Dans sa chronique du 5 février dernier, Michel Vachon soulevait, à partir d’une expérience vécue, des interrogations sur l’application de la Loi sur la protection du territoire agricole, loi dite du « zonage agricole ». Questions des plus pertinentes auxquelles des modifications à la loi pourraient apporter des réponses et apaiser un débat qui perdure depuis trop longtemps. Promises en juin dernier par le ministre François Gendron lors du lancement de la Politique de souveraineté alimentaire, ces modifications se font toujours attendre. Voici quelques éléments généraux de la situation.

Sous la pression des développeurs et des autorités municipales en périphérie des grands centres urbains des basses terres du Saint-Laurent, de vastes superficies de bonnes terres agricoles sont « dézonées » pour fin de développement urbain.

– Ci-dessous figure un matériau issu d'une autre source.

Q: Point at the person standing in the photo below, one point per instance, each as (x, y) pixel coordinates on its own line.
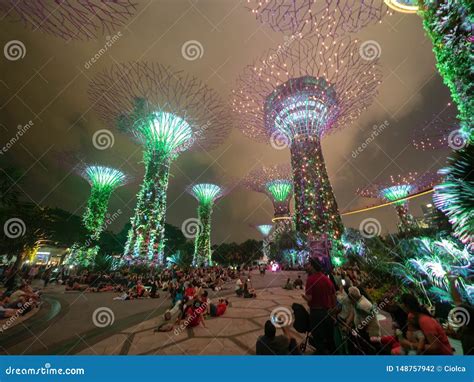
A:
(320, 294)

Ainsi, de 2007 à 2009, dans la seule Communauté métropolitaine de Montréal, la zone agricole a perdu 826 hectares (l’équivalent de 1543 terrains de football), alors qu’environ 21 000 hectares en zone blanche, inexploités, étaient disponibles pour la croissance urbaine. À la Communauté métropolitaine de Québec, ce sont 1027 hectares de sa zone agricole qui ont été sacrifiés. Dans les deux cas, ces ponctions dans la zone agricole se font au cœur des meilleures terres agricoles du Québec.

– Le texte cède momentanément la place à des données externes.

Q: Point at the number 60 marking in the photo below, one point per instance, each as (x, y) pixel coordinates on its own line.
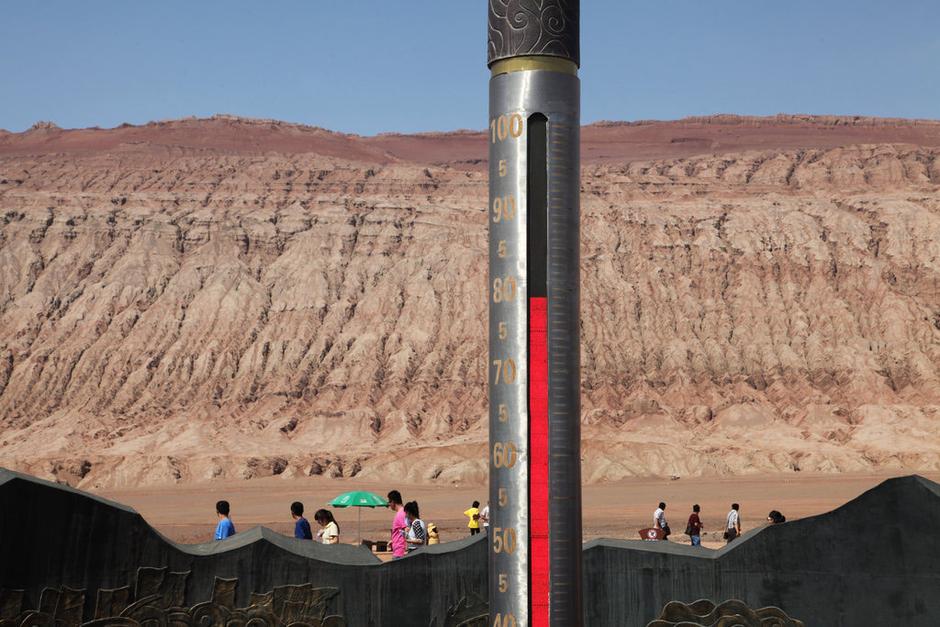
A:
(504, 455)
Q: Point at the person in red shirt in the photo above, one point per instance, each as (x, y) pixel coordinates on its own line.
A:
(694, 528)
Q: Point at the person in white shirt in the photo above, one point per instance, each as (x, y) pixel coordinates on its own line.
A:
(485, 518)
(329, 532)
(659, 520)
(733, 523)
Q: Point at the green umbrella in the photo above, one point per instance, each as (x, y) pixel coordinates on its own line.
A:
(360, 499)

Dans son rapport pour l’exercice 2002-2003 déposé le 6 novembre 2003 à l’Assemblée nationale, le président de la Commission de protection du territoire agricole (CPTAQ), M. Bernard Ouimet, déclarait : « Nous estimons que des ajustements s’imposent pour préserver la crédibilité de la loi, la légitimité et la cohérence de son application. Face aux enjeux qui se dessinent dans les agglomérations urbaines du Québec, particulièrement dans la grande région de Montréal, il nous apparaît plus important que jamais qu’un signal rigoureux et cohérent soit donné à l’égard de la pérennité de la zone agricole. »

En dehors de la vallée du Saint-Laurent et de ses vallées secondaires, la situation est souvent tout autre : ici, la zone agricole désignée se compose de plusieurs sols pauvres désertés par les agriculteurs dans des municipalités dont plusieurs sont aux prises avec des problématiques de dévitalisation. La question de la protection des terres se pose différemment, ce qui fait dire à Bernard Ouimet dans son rapport : « Là où la diversité des usages dans les secteurs dévitalisés des zones agricoles est nécessaire pour assurer la survie de plusieurs régions, nous croyons que la législation même doit traduire cette réalité dans les moyens confiés à la Commission pour mieux en tenir compte. » Pour traiter adéquatement les deux types de situations aux caractéristiques opposées, des ajustements à la loi s’avèrent impératifs.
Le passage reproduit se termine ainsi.